My own family is not a stranger to military service, nor the sacrifice of young life that may be required.
Thanks to the tireless genealogical research of my sister, Bonnie Householder, we know that six ancestors fought in the Revolutionary War, 13 in the Civil War on both sides of the terrible contest, and in nearly every other war till today.

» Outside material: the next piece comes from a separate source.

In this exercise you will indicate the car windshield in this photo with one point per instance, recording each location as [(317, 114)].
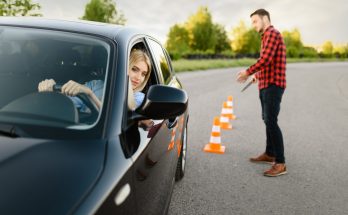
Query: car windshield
[(29, 56)]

During the Civil War, family members died and were disabled. The explosion of a sidewheeler’s boiler returning North with “just released” POW’s, killed three brothers. Great-Aunt Bonnie Hildebrand, 90 in 1993, told me that the Hildebrand family had played a major part in two wars. The Revolutionary War victory at the Battle of Kings Mountain, North Carolina, holds an important place in history. The family’s black powder factory provided essential gunpowder to the 1000 patriot militia, who faced 1,000 battle-hardened redcoats in arduous mountain guerrilla fighting. Cornwallis’s northern advance was stopped by the October 7, 1780 defeat at Kings Mountain.
During the War between the States, the family’s gunpowder factory provided gunpowder to the North Carolinian Confederate Army. Two young brothers were guarding a barrel of gunpowder by a tree on a river. During a skirmish something struck the barrel of gunpowder and there was a terrible explosion. The blast threw one brother a considerable distance away from the river. He picked himself up and looked back at the river, he saw his dear brother, clinging to the tree which had been pulled into the river’s current. His eyes had been blown out of their sockets. Such ghastly images should always accompany war stories to ground them in human suffering.
This story lives on through my telling. We have a 1865 photograph of a Southern ancestor, our great-great-grandfather, who was a disabled vet.
The poverty of those hill farmers in North Carolina meant that our family owned no slaves and my grandparents were not racists.
My great Uncle Bill died while at National Guard summer camp during the pandemic called the Spanish Flu.
101 years ago he died of pneumonia rather than machine gun bullets, but still his death ripped a hole in the family tree that is still vivid in my memory due to family stories.
On D-Day, great Uncle Coy, a radio operator, died on Omaha Beach.
Radio men were first tier targets for the entrenched Germans.
Three of my cousins served:
Navy Lieutenant Junior Grade, Wain Smith
Army Chief Warrant Officer 3, Scott S. Smith, and
Army Captain, Jerry Frease.
My godson also served Navy Commander, Colin Bowser, retired.
Additionally, I also salute my cousin’s son on active duty, Air Force Major, Matthew M. Harvey.
As we reflect on those serving and lost, may we also consider the vast number of men and women who have been disabled through military service.
The Veterans Administration states that 26% of living veterans have a service-related disability. There are many more vets with disabilities than their comrades in arms who lost their lives.
A high percentage of today’s wounded vets come home with traumatic brain injuries, Post Traumatic Stress Syndrome or others who endure severe facial disfigurements including loss of sight.
Most of those disabilities are invisible. We can’t see a disability, and we can’t know the hard truth that they carry like heavy haversacks every day of their lives.
They may be homeless, disconnected from protective social networks, and in an isolated world unknown to us.
So we must stop and consider all of those who have drifted off the radar of our heartfelt regard that we collectively remember on Memorial Day.
That suggests that the whole human family deserves our respect, because the “least of these” may be heroic warriors who stood at the door of our freedoms.